Anggota Parlemen Inggris Tewas Ditikam di Gereja, Polisi Sebut sebagai Terorisme

M. Herdian Fajar

Penulis

Terkinidotid Hadir di WhatsApp Channel
Follow

Terkini.id, Jakarta - Dalam pertemuan dengan konstituen di sebuah gereja pada hari Jumat, seorang anggota parlemen yang sudah lama menjabat di Inggris ditikam hingga tewas.

Menyadur NPR Sabtu 16 Oktober 2021, Polisi Metropolitan menggambarkan penikaman itu sebagai terorisme dan mengatakan penyelidikan awal sudah mengungkap motivasi yang terkait dengan ekstremisme Islam.

David Amess (69), diserang sekitar tengah hari Jumat di sebuah gereja Methodist di Leigh-on-Sea, sebuah kota sekitar 40 mil (62 kilometer) timur London.

Nyawa Amess coba diselamatkan Paramedis namun tak tertolong, dia meninggal dengan 17 luka tusukan. Polisi menangkap tersangka dan menyita sebilah pisau.

Anggota Parlemen Inggris Tewas Ditikam di Gereja, Polisi Sebut sebagai Terorisme
David Amess / evening standard

Mereka tidak mengidentifikasi tersangka dan yakin tersangka bertindak sendiri dan tidak mencari orang lain terkait pembunuhan itu, meskipun penyelidikan terus berlanjut.

Politisi Inggris umumnya tidak diberikan perlindungan polisi ketika mereka bertemu dengan konstituen mereka.

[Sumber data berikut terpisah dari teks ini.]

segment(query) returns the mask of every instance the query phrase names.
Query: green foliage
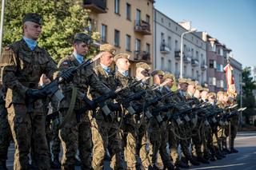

Penghormatan mengalir untuk Amess dari sesama politisi Inggris, serta dari komunitas yang pernah ia layani selama beberapa dekade. Warga memberikan penghormatan kepadanya saat berjaga di sebuah gereja di Leigh-on-Sea.

"Dia membawa semangat London Timur yang luar biasa untuk tidak memiliki rasa takut dan mampu berbicara dengan orang-orang dan level mereka saat ini.", dilansir dari suara jaringan terkini.id, Sabtu 16 Oktober 2021.

"Tidak semua politisi, menurut saya, pandai dalam hal itu," kata Pendeta Jeffrey Woolnaugh.

Perdana Menteri Boris Johnson mengatakan dia dan kabinetnya sangat terkejut dan sedih.

"David adalah orang yang sangat percaya pada negara ini dan masa depannya, dan hari ini kita kehilangan seorang pegawai negeri yang baik dan teman serta kolega yang sangat kita cintai," ungkap Johnson.